Jean Déjeux’s posthumous La littérature féminine de langue française au Maghreb offers the reader a broad panorama of Maghrebian women writers of French expression ranging from the colonial era to the present. While acknowledging the literary contribution of women from the French and Jewish communities, Déjeux’s analysis is for the most part restricted to the works of women from the Arabo-Islamic and Berber communities. Although this book constitutes an attempt to depart from previous ethnosociological readings; in fact it offers little more than a chronological and thematic listing of literary works.

In his introduction, Déjeux recalls that the emergence of the feminine voice within the Maghrebian social and historical space is not a new phenomenon. From legendary figures such as the Kahina or Tin Hinan to the women who fought during the Algerian war of liberation, women have left their mark on Maghrebian culture and history. But as Déjeux’s reading implies, those writers at the core of this study are in the vanguard of a radical transformation of Maghrebian society: it is through the emergence of their self, through the unveiling of their innermost feelings, that these women are rewriting Maghrebian history and society.

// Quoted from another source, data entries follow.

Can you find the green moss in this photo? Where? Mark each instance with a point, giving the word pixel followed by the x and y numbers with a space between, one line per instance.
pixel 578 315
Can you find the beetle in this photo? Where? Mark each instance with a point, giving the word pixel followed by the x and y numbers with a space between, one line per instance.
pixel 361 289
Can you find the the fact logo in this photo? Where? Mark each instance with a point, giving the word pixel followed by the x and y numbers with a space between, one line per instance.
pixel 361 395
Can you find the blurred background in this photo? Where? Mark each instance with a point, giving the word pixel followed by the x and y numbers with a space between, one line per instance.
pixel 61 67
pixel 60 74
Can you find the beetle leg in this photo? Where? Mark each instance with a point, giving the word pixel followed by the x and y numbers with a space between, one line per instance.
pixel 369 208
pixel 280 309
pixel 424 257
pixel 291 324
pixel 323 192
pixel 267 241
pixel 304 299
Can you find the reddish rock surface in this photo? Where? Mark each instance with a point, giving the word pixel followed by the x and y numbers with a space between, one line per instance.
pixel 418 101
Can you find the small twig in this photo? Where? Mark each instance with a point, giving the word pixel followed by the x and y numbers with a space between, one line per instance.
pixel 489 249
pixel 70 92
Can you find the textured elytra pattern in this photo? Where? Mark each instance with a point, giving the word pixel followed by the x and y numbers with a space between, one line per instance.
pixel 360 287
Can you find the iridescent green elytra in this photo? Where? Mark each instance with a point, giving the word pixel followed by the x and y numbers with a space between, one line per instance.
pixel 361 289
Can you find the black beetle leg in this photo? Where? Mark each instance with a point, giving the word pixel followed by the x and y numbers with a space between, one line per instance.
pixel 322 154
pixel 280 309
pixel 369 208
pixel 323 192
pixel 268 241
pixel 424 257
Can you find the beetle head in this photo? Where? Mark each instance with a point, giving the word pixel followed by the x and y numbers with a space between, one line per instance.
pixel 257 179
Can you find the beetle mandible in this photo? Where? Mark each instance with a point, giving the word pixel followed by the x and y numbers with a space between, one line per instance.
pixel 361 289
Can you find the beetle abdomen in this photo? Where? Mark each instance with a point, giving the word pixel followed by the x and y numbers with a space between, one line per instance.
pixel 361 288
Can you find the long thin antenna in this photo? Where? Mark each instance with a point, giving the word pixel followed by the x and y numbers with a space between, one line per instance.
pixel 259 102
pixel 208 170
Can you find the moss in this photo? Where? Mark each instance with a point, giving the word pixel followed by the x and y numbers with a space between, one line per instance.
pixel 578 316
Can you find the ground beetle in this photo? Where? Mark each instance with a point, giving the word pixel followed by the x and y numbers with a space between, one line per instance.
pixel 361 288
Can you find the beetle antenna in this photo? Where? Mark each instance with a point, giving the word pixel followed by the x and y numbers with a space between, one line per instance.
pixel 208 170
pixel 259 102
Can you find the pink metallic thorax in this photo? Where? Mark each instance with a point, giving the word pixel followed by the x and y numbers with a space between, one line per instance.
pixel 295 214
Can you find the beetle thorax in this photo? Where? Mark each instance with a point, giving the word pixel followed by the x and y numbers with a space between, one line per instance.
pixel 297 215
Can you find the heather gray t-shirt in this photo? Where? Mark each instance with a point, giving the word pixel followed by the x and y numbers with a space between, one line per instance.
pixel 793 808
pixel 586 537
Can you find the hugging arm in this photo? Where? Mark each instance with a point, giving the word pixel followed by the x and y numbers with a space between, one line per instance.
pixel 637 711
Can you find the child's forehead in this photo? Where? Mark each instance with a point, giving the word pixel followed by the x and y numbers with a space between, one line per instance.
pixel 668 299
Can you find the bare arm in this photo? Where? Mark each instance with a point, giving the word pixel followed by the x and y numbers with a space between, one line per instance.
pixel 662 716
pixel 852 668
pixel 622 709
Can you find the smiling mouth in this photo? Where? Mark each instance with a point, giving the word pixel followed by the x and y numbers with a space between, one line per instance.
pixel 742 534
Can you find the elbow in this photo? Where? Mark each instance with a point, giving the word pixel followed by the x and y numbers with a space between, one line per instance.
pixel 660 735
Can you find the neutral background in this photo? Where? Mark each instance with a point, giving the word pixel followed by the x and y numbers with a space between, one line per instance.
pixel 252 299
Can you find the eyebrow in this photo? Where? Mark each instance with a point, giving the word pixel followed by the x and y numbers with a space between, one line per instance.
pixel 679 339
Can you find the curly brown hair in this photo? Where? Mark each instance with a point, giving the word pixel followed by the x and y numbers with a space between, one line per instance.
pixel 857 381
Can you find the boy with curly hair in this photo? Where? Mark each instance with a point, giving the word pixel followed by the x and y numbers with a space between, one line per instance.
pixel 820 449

After presenting a brief chronological review of some of the works from women of the French or Jewish communities, Déjeux then dismisses them as nonrepresentative of the reality of Maghrebian women. While his rejection of colonial Western representations of Maghrebian women on the grounds of their paternalism and their exoticism is understandable, Déjeux fails to present any convincing argument to support his exclusion of works by women of the Jewish community, which—unlike the French and other European communities—was indigenous to North Africa.

The work is composed of four major parts. The first, “Panorama historique” (Historical panorama), provides an historical and chronological survey of the feminine literary productions of Morocco, Algeria, and Tunisia, with a strong emphasis, as in all four parts, on Algerian literary production, due to the predominance of such works. Part 2, “Affirmation de soi: ‘je’” (Asserting oneself: ‘I’), underlines the issues raised by the emergence of a feminine voice within a society in which the feminine was by tradition excluded from a male-dominated public space. Part 3, “Espaces” (Spaces), focuses on the links between the emergence of a Maghrebian women’s voice and autobiography as a genre. Finally, part 4, “Pour qui, pourquoi écrire” (For whom and why write?), studies the problematic of the aesthetics of a text. [End Page 222]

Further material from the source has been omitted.